Benet Catty Productions

Follies (WE 2017)

Oct 1, 2017

NT Olivier

The National Theatre is going through a phase of major stars headlining prestige shows. Their recent revival of Angels in America starring Nathan Lane, Andrew Garfield and Russell Tovey recently announced a Broadway transfer. Breaking Bad's Bryan Cranston leads a stage adaptation of the classic 1976 film Network, which also caused a box office stampede. And at Christmas John Tiffany directs the NT's first collaboration with Disney, Pinocchio.

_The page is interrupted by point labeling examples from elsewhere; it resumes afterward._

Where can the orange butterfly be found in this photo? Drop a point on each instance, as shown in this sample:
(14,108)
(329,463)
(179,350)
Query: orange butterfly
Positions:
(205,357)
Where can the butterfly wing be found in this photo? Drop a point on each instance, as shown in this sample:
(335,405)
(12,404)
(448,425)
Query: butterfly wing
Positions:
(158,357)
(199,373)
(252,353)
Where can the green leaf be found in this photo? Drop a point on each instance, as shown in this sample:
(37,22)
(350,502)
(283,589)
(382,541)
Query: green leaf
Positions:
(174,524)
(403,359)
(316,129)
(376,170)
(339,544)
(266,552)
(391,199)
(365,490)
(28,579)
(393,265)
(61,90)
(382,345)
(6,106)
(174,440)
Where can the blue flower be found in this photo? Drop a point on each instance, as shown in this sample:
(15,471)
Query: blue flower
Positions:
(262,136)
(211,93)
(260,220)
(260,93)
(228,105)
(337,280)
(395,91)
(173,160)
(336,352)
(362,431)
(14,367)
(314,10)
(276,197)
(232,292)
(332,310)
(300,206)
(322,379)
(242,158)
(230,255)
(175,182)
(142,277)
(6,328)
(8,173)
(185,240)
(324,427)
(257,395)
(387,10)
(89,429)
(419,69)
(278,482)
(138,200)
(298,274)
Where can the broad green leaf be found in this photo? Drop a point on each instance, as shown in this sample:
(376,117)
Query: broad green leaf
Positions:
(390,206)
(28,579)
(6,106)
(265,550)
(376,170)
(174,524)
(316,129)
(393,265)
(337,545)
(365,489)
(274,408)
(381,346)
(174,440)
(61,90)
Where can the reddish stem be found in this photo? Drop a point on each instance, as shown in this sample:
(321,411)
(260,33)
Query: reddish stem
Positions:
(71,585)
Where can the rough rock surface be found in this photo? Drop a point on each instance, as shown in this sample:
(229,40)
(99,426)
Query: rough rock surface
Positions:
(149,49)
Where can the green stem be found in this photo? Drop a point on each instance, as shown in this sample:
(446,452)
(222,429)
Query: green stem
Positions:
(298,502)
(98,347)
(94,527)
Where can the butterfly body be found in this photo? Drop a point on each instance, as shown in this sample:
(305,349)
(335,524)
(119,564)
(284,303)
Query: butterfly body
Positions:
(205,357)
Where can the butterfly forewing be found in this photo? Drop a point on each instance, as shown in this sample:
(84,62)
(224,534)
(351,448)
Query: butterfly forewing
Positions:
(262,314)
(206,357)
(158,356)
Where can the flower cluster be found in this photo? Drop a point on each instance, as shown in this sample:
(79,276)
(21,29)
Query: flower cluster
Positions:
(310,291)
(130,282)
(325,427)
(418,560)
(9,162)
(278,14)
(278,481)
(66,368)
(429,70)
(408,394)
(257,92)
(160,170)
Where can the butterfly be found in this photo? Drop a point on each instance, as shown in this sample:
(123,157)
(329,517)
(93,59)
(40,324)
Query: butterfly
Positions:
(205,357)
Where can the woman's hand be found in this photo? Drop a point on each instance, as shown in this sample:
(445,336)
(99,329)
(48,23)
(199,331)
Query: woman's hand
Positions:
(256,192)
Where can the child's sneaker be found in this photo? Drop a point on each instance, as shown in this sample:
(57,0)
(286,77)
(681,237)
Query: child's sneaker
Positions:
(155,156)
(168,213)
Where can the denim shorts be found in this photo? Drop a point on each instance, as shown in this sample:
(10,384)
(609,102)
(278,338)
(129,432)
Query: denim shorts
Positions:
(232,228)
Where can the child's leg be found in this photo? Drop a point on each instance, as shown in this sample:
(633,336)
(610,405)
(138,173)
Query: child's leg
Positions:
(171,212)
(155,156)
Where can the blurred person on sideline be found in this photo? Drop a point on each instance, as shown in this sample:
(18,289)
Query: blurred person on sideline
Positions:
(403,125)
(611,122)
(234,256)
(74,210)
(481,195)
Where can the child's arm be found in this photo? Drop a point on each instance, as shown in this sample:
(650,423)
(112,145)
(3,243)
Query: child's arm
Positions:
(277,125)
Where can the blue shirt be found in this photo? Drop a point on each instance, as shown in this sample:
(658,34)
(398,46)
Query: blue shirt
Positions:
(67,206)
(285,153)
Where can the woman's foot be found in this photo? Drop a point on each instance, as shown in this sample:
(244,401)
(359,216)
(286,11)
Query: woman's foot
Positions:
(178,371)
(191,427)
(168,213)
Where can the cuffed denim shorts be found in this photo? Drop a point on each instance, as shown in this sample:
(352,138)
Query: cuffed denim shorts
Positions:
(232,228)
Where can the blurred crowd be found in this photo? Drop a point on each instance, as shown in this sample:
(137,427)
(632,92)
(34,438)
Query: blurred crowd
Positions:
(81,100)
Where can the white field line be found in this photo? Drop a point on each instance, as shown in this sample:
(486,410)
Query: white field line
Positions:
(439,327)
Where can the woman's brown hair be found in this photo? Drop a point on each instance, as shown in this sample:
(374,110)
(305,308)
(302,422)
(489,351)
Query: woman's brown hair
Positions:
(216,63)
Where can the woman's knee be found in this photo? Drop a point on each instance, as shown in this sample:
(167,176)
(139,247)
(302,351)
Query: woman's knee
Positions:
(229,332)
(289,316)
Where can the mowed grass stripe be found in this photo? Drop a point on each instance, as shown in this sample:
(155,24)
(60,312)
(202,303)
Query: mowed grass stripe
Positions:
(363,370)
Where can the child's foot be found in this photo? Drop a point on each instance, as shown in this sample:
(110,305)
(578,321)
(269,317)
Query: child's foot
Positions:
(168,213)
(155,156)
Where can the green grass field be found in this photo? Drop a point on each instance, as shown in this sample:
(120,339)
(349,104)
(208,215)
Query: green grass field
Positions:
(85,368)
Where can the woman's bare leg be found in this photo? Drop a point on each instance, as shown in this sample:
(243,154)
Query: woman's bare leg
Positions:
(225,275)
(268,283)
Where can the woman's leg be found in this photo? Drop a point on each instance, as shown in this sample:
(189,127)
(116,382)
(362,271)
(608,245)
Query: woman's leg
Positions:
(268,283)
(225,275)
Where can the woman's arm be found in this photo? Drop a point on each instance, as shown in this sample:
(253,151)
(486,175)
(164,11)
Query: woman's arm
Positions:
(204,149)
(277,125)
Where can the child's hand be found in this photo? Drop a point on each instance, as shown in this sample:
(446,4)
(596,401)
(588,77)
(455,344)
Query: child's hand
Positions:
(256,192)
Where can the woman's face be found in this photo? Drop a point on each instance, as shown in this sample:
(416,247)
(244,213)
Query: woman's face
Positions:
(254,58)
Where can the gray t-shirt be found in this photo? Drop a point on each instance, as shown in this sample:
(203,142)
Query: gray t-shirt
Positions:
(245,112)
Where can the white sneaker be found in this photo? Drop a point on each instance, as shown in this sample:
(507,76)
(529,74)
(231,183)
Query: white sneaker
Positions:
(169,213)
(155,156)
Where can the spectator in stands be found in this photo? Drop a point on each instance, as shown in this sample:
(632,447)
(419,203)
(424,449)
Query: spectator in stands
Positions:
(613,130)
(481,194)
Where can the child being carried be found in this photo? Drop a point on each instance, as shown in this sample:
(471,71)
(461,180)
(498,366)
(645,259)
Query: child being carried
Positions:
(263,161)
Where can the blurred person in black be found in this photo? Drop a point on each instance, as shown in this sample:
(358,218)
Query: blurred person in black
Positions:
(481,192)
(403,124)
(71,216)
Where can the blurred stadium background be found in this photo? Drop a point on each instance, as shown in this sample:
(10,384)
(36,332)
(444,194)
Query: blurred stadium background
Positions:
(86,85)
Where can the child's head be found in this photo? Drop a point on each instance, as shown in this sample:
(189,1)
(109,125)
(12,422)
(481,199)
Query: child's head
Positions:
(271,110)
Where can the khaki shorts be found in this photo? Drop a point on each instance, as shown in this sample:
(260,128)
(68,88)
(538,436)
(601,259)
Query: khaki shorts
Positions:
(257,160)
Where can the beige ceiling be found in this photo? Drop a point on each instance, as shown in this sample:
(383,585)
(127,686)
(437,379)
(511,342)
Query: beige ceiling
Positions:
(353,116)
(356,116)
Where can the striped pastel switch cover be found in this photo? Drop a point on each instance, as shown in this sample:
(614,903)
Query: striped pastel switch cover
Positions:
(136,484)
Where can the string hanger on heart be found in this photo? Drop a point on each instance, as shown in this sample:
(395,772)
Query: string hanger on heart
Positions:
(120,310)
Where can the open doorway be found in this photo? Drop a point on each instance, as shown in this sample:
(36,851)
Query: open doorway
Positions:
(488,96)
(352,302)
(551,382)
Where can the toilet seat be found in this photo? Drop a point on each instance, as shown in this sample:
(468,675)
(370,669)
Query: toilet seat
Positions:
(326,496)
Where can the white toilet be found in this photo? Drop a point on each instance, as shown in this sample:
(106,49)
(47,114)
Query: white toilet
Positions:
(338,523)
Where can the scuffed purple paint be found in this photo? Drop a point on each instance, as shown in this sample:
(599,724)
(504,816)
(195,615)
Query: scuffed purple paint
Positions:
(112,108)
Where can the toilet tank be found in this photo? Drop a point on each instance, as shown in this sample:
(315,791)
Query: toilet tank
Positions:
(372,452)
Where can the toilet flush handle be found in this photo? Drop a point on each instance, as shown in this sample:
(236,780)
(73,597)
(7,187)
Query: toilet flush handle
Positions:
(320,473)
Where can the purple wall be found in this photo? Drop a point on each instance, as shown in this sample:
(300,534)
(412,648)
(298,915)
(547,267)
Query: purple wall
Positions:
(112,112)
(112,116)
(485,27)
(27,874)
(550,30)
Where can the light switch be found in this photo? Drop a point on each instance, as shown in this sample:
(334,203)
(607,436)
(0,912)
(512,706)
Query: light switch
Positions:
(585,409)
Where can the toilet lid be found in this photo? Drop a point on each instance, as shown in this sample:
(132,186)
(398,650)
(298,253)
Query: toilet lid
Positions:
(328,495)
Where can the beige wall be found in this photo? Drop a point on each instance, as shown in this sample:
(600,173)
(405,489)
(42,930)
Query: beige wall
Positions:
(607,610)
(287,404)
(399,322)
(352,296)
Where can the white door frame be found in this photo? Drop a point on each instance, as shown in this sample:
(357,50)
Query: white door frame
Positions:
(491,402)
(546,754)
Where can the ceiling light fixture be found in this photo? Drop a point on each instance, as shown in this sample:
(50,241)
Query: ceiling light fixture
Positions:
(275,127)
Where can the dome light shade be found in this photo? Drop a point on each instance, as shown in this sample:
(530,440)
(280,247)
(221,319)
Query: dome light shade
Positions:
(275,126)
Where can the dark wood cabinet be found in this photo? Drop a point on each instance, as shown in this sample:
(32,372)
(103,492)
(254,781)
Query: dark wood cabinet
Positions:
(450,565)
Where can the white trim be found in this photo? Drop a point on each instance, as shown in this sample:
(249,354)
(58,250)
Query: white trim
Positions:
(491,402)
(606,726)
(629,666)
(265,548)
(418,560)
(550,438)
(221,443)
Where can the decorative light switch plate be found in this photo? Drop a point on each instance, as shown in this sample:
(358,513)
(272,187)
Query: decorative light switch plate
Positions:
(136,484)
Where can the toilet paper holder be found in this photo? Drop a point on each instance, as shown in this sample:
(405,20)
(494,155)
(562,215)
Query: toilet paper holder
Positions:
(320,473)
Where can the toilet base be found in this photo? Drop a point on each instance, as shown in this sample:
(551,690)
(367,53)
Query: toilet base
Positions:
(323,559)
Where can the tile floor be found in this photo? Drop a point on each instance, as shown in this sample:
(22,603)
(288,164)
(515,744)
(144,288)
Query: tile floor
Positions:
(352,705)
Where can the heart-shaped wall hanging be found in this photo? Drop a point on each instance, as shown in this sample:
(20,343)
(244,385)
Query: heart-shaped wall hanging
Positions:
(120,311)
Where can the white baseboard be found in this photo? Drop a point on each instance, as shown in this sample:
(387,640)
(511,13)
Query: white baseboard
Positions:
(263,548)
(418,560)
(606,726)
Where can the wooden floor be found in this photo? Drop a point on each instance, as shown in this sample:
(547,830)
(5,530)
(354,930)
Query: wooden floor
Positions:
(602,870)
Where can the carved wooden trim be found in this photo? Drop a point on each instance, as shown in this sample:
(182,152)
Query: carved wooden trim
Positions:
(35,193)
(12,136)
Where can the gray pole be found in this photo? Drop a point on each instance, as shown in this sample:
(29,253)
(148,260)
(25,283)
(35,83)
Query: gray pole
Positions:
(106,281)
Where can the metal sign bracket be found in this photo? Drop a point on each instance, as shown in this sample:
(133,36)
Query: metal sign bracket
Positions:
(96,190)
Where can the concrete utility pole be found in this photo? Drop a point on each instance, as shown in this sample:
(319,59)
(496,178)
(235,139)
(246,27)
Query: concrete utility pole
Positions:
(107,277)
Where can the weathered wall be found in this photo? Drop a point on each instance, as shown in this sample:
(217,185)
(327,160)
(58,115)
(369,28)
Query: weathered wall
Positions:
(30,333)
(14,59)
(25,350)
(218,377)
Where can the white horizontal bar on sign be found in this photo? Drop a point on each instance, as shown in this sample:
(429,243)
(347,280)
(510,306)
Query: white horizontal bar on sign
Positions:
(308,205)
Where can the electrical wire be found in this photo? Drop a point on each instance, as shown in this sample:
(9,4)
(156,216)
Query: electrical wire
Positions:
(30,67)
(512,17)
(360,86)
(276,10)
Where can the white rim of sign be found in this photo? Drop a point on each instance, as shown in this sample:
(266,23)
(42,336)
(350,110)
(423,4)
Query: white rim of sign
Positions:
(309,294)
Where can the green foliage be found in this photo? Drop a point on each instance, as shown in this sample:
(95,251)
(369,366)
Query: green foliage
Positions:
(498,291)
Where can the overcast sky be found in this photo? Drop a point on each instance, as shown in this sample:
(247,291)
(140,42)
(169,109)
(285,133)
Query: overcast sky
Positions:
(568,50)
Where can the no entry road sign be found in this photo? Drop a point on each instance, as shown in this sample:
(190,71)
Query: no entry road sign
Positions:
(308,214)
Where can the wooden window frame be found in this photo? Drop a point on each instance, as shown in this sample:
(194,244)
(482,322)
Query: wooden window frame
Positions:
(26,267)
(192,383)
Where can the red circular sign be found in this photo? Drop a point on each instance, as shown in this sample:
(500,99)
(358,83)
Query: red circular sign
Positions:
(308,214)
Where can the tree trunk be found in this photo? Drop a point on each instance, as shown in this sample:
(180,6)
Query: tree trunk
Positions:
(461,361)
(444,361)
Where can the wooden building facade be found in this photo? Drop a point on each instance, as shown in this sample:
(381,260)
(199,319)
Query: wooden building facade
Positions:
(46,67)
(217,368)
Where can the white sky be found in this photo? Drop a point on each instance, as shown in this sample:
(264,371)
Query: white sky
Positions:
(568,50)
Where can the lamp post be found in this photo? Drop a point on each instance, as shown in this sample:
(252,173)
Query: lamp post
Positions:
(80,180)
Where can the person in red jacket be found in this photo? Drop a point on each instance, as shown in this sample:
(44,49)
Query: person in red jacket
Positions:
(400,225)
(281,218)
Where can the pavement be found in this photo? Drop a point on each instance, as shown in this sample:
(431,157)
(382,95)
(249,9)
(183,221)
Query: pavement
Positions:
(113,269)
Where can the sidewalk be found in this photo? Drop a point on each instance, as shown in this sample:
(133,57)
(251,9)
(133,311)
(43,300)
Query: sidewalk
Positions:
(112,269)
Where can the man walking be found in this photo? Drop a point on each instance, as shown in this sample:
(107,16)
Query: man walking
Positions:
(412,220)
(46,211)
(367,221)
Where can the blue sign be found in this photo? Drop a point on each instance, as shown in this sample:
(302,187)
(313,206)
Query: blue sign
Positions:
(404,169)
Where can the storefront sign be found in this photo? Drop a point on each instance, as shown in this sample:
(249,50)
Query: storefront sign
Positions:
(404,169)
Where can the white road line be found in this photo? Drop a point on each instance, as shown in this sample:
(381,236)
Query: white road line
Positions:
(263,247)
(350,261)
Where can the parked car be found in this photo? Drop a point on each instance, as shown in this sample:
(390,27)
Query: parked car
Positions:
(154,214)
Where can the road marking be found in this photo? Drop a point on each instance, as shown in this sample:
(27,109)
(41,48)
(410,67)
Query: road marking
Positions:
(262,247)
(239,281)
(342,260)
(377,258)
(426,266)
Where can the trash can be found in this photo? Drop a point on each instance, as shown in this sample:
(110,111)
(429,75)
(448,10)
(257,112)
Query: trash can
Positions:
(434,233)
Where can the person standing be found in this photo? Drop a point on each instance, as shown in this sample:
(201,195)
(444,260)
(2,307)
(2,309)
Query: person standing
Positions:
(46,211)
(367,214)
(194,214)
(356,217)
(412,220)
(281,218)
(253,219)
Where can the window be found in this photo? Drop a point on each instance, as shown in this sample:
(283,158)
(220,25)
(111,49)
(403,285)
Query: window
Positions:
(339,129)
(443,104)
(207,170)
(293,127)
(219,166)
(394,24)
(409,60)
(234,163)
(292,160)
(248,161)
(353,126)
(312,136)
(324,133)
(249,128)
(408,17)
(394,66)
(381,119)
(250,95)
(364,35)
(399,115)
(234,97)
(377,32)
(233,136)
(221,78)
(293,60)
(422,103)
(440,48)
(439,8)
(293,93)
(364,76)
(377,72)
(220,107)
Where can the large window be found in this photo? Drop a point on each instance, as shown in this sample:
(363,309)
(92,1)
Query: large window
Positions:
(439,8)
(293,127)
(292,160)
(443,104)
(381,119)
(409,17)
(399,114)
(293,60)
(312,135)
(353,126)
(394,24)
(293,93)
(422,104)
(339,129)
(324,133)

But none will be as glamorous as this first major revival of Stephen Sondheim's 1971 musical Follies. Featuring a cast of 37 lead by the multi award-winning A-team of Phillip Quast, Janie Dee, Imelda Staunton and Tracie Bennett, plus an orchestra of 21 and a vast revolving set, Follies finally gets the London staging it deserves after three decades being seen only in concert. In the hands of director Dominic Cooke - here directing his first musical - Sondheim's problem musical seems much less of a problem than it is often perceived to be.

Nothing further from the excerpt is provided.